Scores of unsuspecting tenants are complaining they have been swindled out of large sums of cash after their Canadian landlord skipped town with their deposits.
Ryan Fedoruk is alleged to have run out over Christmas on 80 people who gave him a total of 340,000 yuan (HK$417,800) in down payments and advance rent on rooms in 30 apartments he was subletting. The real landlords have thrown the victims out onto the street, claiming rent had been unpaid for months.
Shanghai police are looking into the claims, but were initially reluctant to pursue the case due to a lack of evidence. According to local media, most of the victims had no formal contracts, just handwritten notes detailing their deposits and due dates for the rent.
The apparent swindle says much about the trusting nature (call it gullibility, if you like) of emigre societies, and the swiftly changing face of this metropolis.
Shanghai's expatriate community is growing rapidly. At the end of 2010 (the most recent figures available), there were more than 162,000 foreign residents in the city - up more than 60 per cent on the figure just five years before.
That may be well under 1 per cent of the general population, but foreign numbers are concentrated in specific pockets. Walk down tree-lined streets in the gentrified French Concession, and at times white faces outnumber locals.
But that increase in sheer numbers masks another change. There may be more foreigners, but they are increasingly less affluent, experienced and connected.
A decade or so ago, if you met a foreigner in Shanghai, the chances were they would be a senior executive preparing for a company's push into the mainland market, or consolidating their manufacturing base. Five years ago, spouses and children were coming in tow as well.
Today, it is just as likely that a random foreigner is a fresh graduate teaching English at a kindergarten on a tourist visa.
Shanghai was once considered a hardship posting - an opinion that held true right up to a few years ago - but it is increasingly becoming known as a party posting.
Young graduates are flocking from all corners of the globe, looking for experience and opportunity in China, just as multinationals are downsizing their commitments in terms of overseas staff and localising management.

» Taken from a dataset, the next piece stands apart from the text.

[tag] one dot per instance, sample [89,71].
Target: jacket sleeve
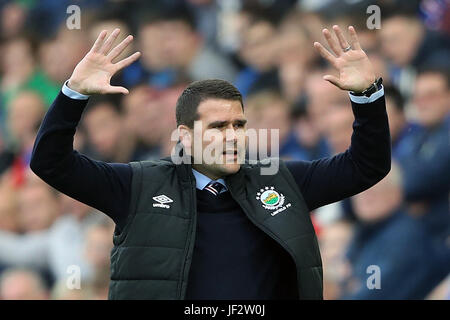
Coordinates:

Overseas companies that have been on the mainland for a decent period now have well-established internal structures, and no longer need to bring in so much home-grown talent to knock things into shape. That trend accelerated a couple of years ago when the global financial crisis caused accountants the world over to review the cost of big expatriate packages.
Interestingly, during the same period a slew of other businesses seem to have belatedly woken up to the emergence of the mainland economy and, in a panic, raced to establish a China base - for little reason other than because they heard everyone else was going.
Where before they would have sent one of their most seasoned senior managers, many now seem to be trying to do this on the cheap. Wide-eyed, junior executives (single, naturally, saving the company a fortune in housing and international school fees) can be seen bumbling around the city, attempting to implement a fuzzy and barely thought through China brief.
And then there are those fresh graduates coming on spec, looking for a chance to make it.
The suggestion of going to the mainland - even just for a short backpacking jaunt - used to raise eyebrows in the West, clearly marked out as something only the most adventurous of travellers would contemplate. Those days are gone - the path to China's door is now well-trampled.
Tales of the country being awash with rich opportunities, coupled with gloomy job prospects back home, are an attractive lure, and innocent Whittingtons are arriving looking for the streets of gold. Many arrive with little knowledge of the country or the language, and don't seem to think that strange.
It's little wonder that the predatory instincts of some less scrupulous types are tingling.
The Fedoruk case isn't surprising because of its scale or the deviousness of the alleged deceit. The real surprise is that these things don't happen more often.